If it wasn’t, now is the time to elaborate on it.
I told my employees to come back to work right away as soon as COVID disappeared. There are important things that they need to do around the office that they can’t do sitting around in their underwear at home, that’s not what I pay them for
Between your username and comment, I’m assuming this is sarcasm. Don’t forget to add the “/s”!
Care to share a few generic examples of such important things?
Unless you have a production plant, where machines have to be handled, maintained and supervised, you’re spouting nonsense.
In the typical company you don’t need an at site presence. You don’t even need “a site”. People are not randomly walking in the premises, thus requiring assistance.
Even a maintenance service provider, with teams on the road, doesn’t need a fully staffed office. These will require depots, wharehouses, tool shops and locations for physical storage, where people really need to be, but not offices. At best, the boss - you - can be there, if the company is small or have a rotating staffer to receive paper work, if the infrastructure is still resisting to leave paper behind.
Where the work is essentially flow of information and data, there are secure channels to provide workflow and communication, be it internal, inbound or outbound.
I worked at a medical engineering company in the early 2000s and back then we were doing like that, using email, skype and fax machines. Nowadays it is even simpler.
There are far too many things to even list. Too many good reasons for people to be in the office. It improves morale and professionalism and builds an exciting company culture. Whenever I visit the office, I tell hilarious jokes for my employees to laugh at for example. Every Thursday is a themed Thursday like NFL day or patriotic day where you have to wear red white and blue, and whoever has the best outfit for the themed Thursday wins a prize. Plus we take pictures of everyone who dressed up for the themed Thursday and put it in the newsletter.
Contrast that with what employees are doing at home, probably. Not dressing up for themed Thursday, not probably even putting on pants. Not laughing at my jokes, in fact probably saying mean things about me because I’m not around. Eating cheese puffs and taking extra long bathroom breaks. Not being productive. Quiet quitting because they’re depressed about being stuck in their house all day. Not being a team player or taking pride in the company. It’s outrageous and it’s time we stop with these shenanigans and get back to work.

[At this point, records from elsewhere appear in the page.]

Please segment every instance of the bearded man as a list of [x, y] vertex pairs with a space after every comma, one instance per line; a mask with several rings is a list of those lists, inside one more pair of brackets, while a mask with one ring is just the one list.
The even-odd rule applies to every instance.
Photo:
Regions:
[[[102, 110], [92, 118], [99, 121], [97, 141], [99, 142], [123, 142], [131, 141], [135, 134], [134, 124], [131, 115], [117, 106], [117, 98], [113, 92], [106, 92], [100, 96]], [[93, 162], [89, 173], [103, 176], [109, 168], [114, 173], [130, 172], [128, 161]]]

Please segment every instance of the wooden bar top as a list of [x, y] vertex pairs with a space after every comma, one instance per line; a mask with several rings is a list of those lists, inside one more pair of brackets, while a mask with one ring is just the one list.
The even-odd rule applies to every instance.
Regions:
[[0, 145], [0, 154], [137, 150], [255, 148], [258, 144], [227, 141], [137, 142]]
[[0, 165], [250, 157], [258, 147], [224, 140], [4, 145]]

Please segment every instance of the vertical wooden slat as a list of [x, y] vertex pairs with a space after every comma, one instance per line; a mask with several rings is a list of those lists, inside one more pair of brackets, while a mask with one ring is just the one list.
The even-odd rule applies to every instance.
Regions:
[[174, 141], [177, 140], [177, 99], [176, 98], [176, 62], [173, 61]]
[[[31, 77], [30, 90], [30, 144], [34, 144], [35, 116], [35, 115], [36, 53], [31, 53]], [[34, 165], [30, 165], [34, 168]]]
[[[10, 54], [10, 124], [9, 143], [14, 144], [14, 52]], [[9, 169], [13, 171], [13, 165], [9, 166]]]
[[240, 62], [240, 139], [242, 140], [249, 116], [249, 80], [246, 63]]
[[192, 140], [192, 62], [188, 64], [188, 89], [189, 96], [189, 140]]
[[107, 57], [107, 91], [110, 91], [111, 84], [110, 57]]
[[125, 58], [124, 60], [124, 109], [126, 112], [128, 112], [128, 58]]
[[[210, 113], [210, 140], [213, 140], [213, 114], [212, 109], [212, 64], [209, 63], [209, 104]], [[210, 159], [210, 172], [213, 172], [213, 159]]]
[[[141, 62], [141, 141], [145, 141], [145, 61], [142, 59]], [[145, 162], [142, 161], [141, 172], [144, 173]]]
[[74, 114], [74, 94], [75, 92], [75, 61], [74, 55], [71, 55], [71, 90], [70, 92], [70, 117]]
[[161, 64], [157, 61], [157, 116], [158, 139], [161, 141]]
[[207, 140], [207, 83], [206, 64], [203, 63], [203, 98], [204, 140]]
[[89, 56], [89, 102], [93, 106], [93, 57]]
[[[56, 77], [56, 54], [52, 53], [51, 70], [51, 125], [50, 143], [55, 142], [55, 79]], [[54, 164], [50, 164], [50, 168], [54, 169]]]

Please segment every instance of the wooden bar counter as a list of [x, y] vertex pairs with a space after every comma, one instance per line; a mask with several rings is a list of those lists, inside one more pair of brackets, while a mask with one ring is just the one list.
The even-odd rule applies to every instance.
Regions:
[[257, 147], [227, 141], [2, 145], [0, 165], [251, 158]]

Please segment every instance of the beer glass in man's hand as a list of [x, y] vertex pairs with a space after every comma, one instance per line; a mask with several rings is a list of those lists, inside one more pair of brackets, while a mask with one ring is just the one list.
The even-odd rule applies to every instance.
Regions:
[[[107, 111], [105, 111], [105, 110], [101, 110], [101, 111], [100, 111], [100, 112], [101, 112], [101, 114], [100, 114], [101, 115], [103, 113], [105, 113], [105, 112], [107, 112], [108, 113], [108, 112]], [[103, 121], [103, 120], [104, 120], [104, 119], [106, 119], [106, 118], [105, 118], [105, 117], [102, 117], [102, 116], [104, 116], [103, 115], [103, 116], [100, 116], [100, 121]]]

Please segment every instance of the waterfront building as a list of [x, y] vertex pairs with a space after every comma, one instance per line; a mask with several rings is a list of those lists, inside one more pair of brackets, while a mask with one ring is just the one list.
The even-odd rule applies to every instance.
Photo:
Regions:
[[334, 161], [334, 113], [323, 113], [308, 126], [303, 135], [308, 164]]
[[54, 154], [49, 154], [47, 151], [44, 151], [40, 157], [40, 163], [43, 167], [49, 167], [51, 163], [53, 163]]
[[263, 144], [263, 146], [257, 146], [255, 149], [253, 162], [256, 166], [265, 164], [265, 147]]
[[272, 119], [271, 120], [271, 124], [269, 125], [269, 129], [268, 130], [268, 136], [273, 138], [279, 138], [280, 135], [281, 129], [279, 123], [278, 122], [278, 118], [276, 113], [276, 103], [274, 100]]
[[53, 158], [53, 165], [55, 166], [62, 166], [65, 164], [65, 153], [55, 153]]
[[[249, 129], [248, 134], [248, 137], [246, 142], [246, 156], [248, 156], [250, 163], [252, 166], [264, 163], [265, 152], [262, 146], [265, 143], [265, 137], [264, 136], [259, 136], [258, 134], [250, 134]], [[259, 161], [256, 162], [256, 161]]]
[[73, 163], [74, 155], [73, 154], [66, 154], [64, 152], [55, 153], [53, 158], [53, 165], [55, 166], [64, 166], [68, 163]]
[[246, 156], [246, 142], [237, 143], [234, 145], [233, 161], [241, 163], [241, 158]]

I asked for generic examples; no need to go into detail.
Oh, and if you are trying to pursue a career in comedy, work on it harder. Doesn’t parse very well over text. And if the text is not good, no acting can compensate for it.
Come back to work at the office and say that to my face
Sure! Remind me the address again. And I’ll make sure to take a cream pie with me.
The ol’ plzza party to make the office “fun”
If work gets done, why do you care what I have on, where I work, what I’m doing during my day? Sure, SOME people can’t be trusted, call them out with some metrics, say they’re doing less work at home, ASK them if something the problem! “You good Jane? I notice your work isn’t getting done, something going on at home? Your wellbeing is important to us at $GetYourAssInTheOffice and we’d like to help if we can” and if they still can’t be trusted, fire them. We All have our problems, we all make mistakes and need help some time.
Nah “fuck you, we have pizza, this is fun. Ruin your mental health further sitting in traffic and getting your picture taken unwillingly. You know you need money to live, you want to be homeless?”
Yeah, you’re an asshole.
No, I’m a fun and cool boss, everybody says that.